Randall Smith finished this tournament as its MVP, and the case is straightforward: he led the entire field in scoring while ATS Elite 2035 won the championship.
Over 4 games, Smith averaged 13.0 points and piled up 52 in all, doing it without a single three. He led his own team in scoring across the run, and the coaches kept returning to the same name on their ballots.
The signature stretch came against Redline. Smith dropped 17 points in one meeting and earned Player of the Game, then turned around and posted 15 in another, again walking off with the honor. Against ATL Bucks he added 14 more and collected a third Player-of-the-Game nod. Across the remaining game his scoring stayed steady enough to keep his average atop the field.
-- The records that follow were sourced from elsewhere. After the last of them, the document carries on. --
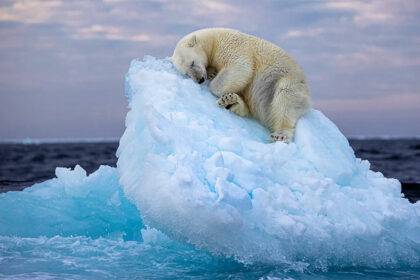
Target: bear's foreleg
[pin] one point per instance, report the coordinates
(234, 103)
(289, 104)
(232, 79)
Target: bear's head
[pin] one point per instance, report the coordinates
(190, 58)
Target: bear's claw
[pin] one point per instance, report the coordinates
(227, 100)
(280, 136)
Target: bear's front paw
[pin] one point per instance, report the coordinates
(283, 136)
(227, 100)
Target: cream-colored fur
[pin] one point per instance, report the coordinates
(250, 76)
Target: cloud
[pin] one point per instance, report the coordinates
(307, 32)
(30, 11)
(376, 12)
(355, 53)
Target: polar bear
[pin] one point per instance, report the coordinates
(251, 77)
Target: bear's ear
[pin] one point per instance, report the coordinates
(192, 41)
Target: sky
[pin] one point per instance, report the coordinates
(62, 63)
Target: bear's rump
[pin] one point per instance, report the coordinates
(260, 95)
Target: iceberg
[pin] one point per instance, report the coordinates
(199, 191)
(207, 177)
(72, 204)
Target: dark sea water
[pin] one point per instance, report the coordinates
(72, 243)
(23, 165)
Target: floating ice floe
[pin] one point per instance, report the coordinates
(205, 176)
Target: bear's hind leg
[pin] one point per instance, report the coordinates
(287, 107)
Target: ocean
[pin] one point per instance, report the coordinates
(64, 239)
(22, 165)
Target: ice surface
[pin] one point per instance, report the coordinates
(72, 204)
(197, 174)
(203, 175)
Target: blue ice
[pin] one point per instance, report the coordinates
(199, 191)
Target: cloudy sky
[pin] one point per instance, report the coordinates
(62, 63)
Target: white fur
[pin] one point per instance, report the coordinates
(250, 75)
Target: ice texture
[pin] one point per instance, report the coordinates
(73, 204)
(205, 176)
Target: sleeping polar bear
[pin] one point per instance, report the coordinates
(250, 76)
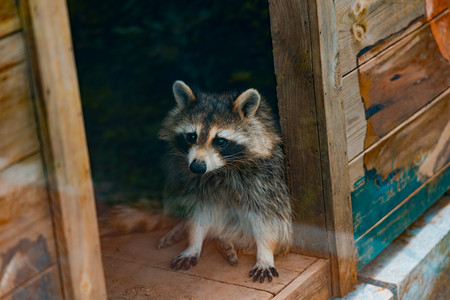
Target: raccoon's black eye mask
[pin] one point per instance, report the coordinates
(191, 137)
(220, 142)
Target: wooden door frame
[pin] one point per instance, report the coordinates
(311, 115)
(63, 141)
(307, 67)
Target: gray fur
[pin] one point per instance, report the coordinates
(245, 202)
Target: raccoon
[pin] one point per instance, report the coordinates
(226, 175)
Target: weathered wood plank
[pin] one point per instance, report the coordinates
(333, 146)
(308, 77)
(12, 51)
(416, 265)
(46, 285)
(361, 24)
(296, 101)
(9, 18)
(379, 236)
(314, 283)
(64, 144)
(128, 280)
(18, 132)
(26, 232)
(394, 85)
(140, 248)
(394, 168)
(355, 115)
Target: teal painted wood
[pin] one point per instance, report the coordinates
(392, 170)
(378, 237)
(374, 197)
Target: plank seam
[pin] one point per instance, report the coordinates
(28, 281)
(406, 122)
(9, 34)
(20, 159)
(416, 191)
(427, 23)
(190, 274)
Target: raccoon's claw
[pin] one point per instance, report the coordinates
(184, 262)
(262, 273)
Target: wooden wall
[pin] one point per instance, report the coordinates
(396, 86)
(28, 260)
(49, 245)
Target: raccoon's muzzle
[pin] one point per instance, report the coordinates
(197, 166)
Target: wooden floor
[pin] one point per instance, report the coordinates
(135, 269)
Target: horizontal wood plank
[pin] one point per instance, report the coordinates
(385, 231)
(362, 24)
(18, 132)
(129, 280)
(141, 248)
(390, 171)
(393, 86)
(314, 283)
(46, 285)
(9, 18)
(26, 231)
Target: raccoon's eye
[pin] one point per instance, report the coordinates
(220, 142)
(191, 137)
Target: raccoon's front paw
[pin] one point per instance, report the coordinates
(184, 261)
(261, 273)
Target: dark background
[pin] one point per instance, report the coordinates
(128, 54)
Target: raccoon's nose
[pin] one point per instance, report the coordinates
(198, 167)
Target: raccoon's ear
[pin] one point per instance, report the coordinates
(183, 94)
(247, 103)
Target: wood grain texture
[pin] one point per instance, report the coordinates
(46, 285)
(18, 132)
(397, 166)
(355, 115)
(26, 232)
(64, 145)
(333, 146)
(440, 28)
(394, 85)
(387, 229)
(401, 80)
(12, 51)
(310, 104)
(141, 249)
(130, 280)
(9, 18)
(311, 284)
(416, 265)
(361, 24)
(296, 100)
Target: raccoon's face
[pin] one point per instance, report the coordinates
(214, 131)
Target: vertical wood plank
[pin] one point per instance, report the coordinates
(64, 145)
(333, 145)
(295, 90)
(9, 19)
(311, 115)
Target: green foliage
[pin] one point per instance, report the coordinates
(129, 52)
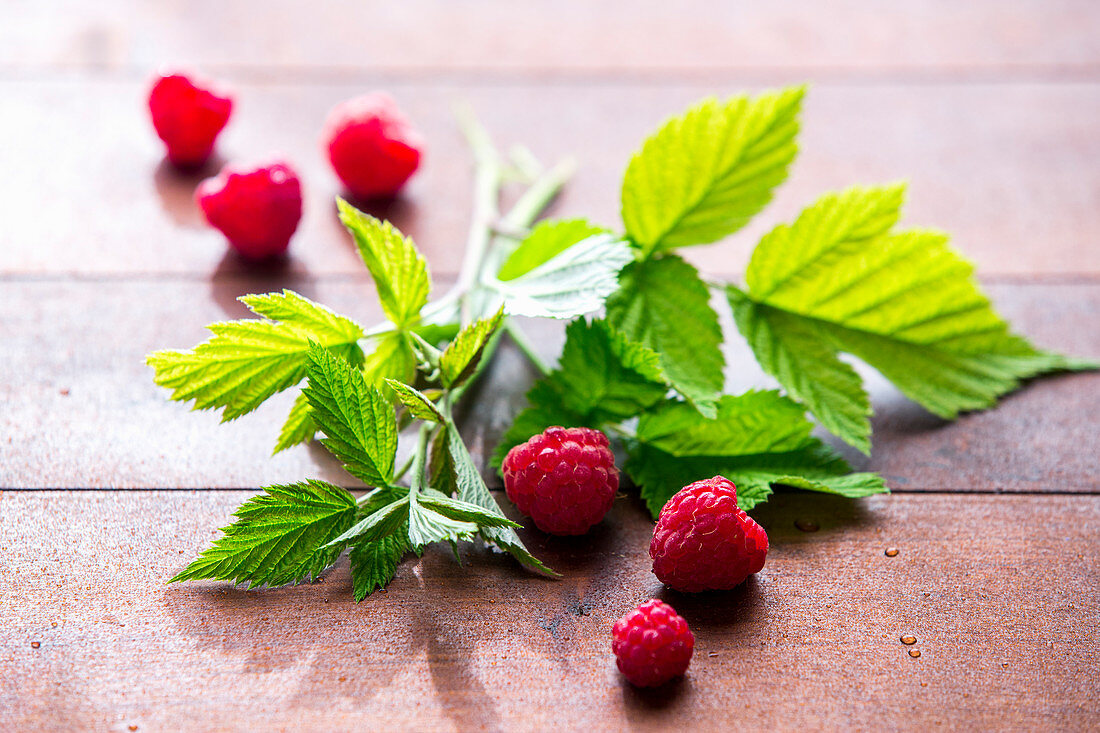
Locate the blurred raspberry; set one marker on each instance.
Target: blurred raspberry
(188, 117)
(704, 542)
(257, 209)
(564, 479)
(371, 145)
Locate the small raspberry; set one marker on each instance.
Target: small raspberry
(257, 209)
(564, 479)
(652, 644)
(188, 117)
(704, 542)
(371, 145)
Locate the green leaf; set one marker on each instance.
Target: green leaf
(358, 419)
(248, 361)
(427, 526)
(704, 174)
(905, 303)
(417, 403)
(399, 271)
(472, 489)
(279, 537)
(572, 283)
(754, 423)
(299, 426)
(374, 564)
(461, 358)
(663, 305)
(546, 241)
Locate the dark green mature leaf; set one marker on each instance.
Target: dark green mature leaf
(358, 419)
(248, 361)
(374, 564)
(399, 271)
(282, 536)
(704, 174)
(663, 305)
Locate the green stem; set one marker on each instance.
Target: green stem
(525, 346)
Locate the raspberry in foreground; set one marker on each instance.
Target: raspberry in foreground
(564, 479)
(704, 542)
(257, 209)
(371, 145)
(652, 644)
(188, 117)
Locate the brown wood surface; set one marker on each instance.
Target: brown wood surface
(989, 109)
(1001, 593)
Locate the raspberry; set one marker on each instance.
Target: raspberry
(652, 644)
(704, 542)
(188, 117)
(564, 479)
(372, 146)
(257, 209)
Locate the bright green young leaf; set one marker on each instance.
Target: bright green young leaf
(472, 489)
(299, 426)
(281, 536)
(574, 282)
(374, 564)
(461, 357)
(704, 174)
(546, 241)
(358, 419)
(905, 303)
(248, 361)
(399, 271)
(417, 403)
(663, 305)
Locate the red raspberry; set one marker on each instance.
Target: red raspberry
(188, 117)
(652, 644)
(372, 146)
(256, 209)
(704, 542)
(564, 479)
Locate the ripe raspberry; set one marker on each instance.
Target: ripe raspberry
(188, 117)
(652, 644)
(703, 542)
(371, 145)
(256, 209)
(564, 479)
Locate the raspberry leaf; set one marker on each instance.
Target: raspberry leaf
(574, 282)
(248, 361)
(837, 280)
(663, 305)
(281, 536)
(374, 564)
(546, 241)
(462, 356)
(399, 271)
(358, 420)
(704, 174)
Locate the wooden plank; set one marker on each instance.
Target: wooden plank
(1003, 167)
(80, 408)
(572, 37)
(1000, 592)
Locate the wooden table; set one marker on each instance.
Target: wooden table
(990, 109)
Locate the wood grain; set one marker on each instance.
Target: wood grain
(1004, 167)
(567, 37)
(80, 408)
(1002, 597)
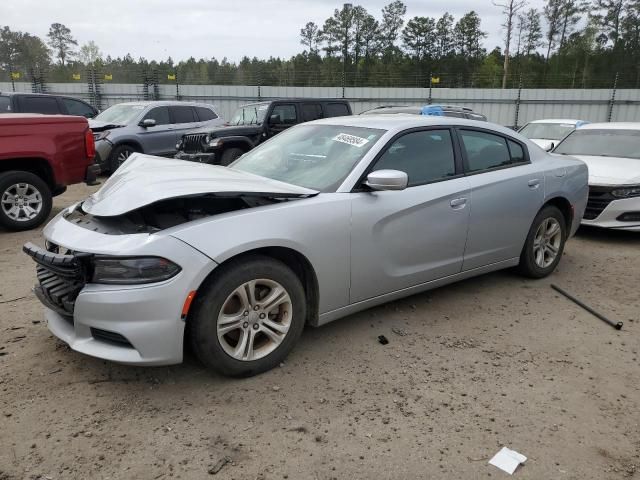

The why-them paragraph nearly writes itself. Smith ranked first in the tournament in scoring. He was his team's leading scorer. He claimed Player of the Game in 3 of his 4 outings, a level of bracket-wide recognition no one else matched. It was an MVP run built on a field-best average and three coach selections, all of it coming inside the paint and at the line rather than from beyond the arc.
The finish settles the argument. Some MVPs put up the best individual tournament on a team that fell short. Smith did not have to live with that asterisk. He led the field in scoring, carried his own roster, gathered the most Player-of-the-Game honors in the division, and did all of it on the team that hoisted the trophy. The run was the case, and ATS Elite 2035 closed it with the title.